This image is the cover for the book Touch of an Angel

Touch of an Angel

The extraordinary story of a child’s survival of the Holocaust and the basis for the award-winning documentary directed by Marek T. Pawlowski.

Henryk Schönker was born in 1931 into one of the most prominent and highly esteemed Jewish families of Oswiecim—the Polish town renamed Auschwitz during the German occupation. He and his family managed to flee Oswiecim shortly before the creation of the Auschwitz death camp, and survived the war through sheer luck and a strong will to survive. The Schönker family’s return to Oswiecim in 1945 provides a fascinating glimpse of challenges faced by Jewish people who chose to remain in Poland after the war and attempted to rebuild their lives there. Schönker’s testimony also reveals an astonishing fact: the town of Oswiecim could have become the departure point for a mass emigration of Jewish people instead of the place of their annihilation. Documents included with the narrative provide support for this claim.
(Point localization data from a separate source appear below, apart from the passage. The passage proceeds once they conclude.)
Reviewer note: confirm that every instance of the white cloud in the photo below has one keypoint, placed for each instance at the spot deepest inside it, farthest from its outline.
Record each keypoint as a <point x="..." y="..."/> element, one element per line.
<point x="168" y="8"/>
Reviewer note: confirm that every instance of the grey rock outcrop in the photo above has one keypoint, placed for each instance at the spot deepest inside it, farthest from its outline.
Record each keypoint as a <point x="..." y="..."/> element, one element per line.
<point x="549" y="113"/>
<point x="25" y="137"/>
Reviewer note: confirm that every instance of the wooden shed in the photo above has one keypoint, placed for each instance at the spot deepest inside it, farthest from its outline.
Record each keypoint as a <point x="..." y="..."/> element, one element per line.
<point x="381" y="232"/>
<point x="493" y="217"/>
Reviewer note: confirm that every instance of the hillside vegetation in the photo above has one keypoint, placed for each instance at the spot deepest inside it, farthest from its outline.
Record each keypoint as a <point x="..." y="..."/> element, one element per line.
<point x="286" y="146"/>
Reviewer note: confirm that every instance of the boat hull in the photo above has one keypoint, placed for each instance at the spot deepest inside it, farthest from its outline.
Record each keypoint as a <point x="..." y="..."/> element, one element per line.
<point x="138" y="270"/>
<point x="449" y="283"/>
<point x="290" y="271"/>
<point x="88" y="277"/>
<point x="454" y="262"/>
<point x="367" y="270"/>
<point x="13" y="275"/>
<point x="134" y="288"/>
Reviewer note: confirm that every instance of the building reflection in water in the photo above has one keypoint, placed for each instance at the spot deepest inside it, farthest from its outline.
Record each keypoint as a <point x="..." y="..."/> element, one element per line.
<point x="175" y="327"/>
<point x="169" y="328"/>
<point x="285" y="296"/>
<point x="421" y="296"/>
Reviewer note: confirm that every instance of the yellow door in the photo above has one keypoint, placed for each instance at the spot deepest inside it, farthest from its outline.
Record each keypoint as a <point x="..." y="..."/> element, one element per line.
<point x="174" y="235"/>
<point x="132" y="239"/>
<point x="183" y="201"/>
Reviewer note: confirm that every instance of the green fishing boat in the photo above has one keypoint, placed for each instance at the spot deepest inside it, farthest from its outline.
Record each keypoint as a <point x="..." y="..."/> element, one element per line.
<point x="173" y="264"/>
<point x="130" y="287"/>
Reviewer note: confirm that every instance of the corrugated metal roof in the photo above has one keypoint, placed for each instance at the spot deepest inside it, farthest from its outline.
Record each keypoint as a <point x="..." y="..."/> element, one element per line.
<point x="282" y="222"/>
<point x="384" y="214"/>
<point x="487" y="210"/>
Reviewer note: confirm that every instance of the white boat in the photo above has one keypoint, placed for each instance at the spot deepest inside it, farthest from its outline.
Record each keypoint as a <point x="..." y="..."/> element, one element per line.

Although he was only a child at the time, Henryk Schönker’s life experience was the Holocaust. Even so, death and the threat of death are not the focus of this memoir. Instead, Schönker, with a touching personal style, chooses to focus on how life can defy destruction, how spirituality can protect physical existence, and how real the presence of higher powers can be if one never loses faith.

Henryk Schönker, Scotia Gilroy

Henryk Schönker (1931–2019) was a mechanical engineer in Poland and Austria. He worked in the aeronautical industry after immigrating to Israel in 1961. In his later years, he became a painter and writer.

Scotia Gilroy is a literary translator.